Tauberbischofsheim

Schlosskonzert am 7. Februar

Kammerorchester und „Teufelsgeiger“

Tauberbischofsheim.Der „Teufelsgeiger mit der Engelsseele“, Dimitri Berlinski, gastiert mit dem Russischen Kammerorchester Sankt Petersburg im Rathaussaal.

Die Russische Kammerphilharmonie Sankt Petersburg ist immer wieder ein höchst willkommener Gast bei den Tauberbischofsheimer Schlosskonzerten. Das Publikum schätzt das überragende Niveau und die unbändige Spielfreude dieses in der russischen Streichertradition stehenden Ensembles.

Zum Auftritt am Freitag, 7. Februar, im Rathaussaal gesellt sich als Solist Dmitri Berlinsky dazu, der „Teufelsgeiger mit der Engelsseele“, wie er von der Fachpresse in Anspielung auf Niccoló Paganini genannt wird. Berlinski war der jüngste Sieger beim internationalen Paganini-Wettbewerb in Genua und spielt auf der Guarneri del Gesù, die dem legendären Geigenvirtuosen des 19. Jahrhunderts gehörte. Auf seiner steilen Karriere hat er die renommiertesten Konzertsäle der Welt wie die Carnegie Hall in New York oder die Suntory Hall in Tokyo erobert.

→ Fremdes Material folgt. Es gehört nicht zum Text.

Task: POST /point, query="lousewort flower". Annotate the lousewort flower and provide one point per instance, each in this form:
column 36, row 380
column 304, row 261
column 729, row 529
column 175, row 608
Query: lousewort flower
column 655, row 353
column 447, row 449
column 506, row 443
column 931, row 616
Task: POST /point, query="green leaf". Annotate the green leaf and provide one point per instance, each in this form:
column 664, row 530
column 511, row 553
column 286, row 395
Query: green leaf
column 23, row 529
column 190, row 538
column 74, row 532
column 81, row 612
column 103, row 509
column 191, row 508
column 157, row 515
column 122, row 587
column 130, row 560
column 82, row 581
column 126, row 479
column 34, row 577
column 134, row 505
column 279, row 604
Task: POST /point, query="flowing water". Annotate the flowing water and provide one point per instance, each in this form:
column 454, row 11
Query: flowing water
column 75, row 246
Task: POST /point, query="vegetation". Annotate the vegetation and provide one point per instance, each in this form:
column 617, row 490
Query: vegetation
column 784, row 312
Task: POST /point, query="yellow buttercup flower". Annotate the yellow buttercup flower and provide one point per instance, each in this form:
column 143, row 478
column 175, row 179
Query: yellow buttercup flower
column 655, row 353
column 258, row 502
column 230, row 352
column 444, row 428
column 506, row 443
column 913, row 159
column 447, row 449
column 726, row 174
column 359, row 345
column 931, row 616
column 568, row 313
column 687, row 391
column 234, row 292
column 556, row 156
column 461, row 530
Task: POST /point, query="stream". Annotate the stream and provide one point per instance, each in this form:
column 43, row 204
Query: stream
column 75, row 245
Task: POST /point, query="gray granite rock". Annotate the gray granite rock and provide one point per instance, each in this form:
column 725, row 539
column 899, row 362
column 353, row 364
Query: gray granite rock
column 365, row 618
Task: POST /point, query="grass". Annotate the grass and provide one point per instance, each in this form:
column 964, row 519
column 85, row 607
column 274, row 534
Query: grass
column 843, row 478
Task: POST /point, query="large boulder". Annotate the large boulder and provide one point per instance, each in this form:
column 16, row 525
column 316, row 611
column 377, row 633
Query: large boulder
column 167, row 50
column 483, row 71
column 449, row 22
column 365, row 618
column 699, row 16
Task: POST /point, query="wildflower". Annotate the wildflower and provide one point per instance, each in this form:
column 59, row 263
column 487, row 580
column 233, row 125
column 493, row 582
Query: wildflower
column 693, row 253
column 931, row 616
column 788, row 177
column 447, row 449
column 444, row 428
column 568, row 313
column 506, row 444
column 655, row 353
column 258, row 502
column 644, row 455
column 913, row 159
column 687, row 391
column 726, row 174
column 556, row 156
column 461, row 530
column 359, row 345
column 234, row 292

Er prägt den Abend in Tauberbischofsheim mit Werken für Violine und Orchester: Bachs Violinkonzert a-moll, Paganinis „Cantabile“ und „Introduction und Rondo Capriccioso“ von Saint-Saens. Weiter auf dem Programm steht eines der populärsten Stücke für Streichorchester, Griegs Holberg Suite und, seltener zu hören, aber umso reizvoller: die St Pauls Suite des englischen Komponisten Gustav Holst.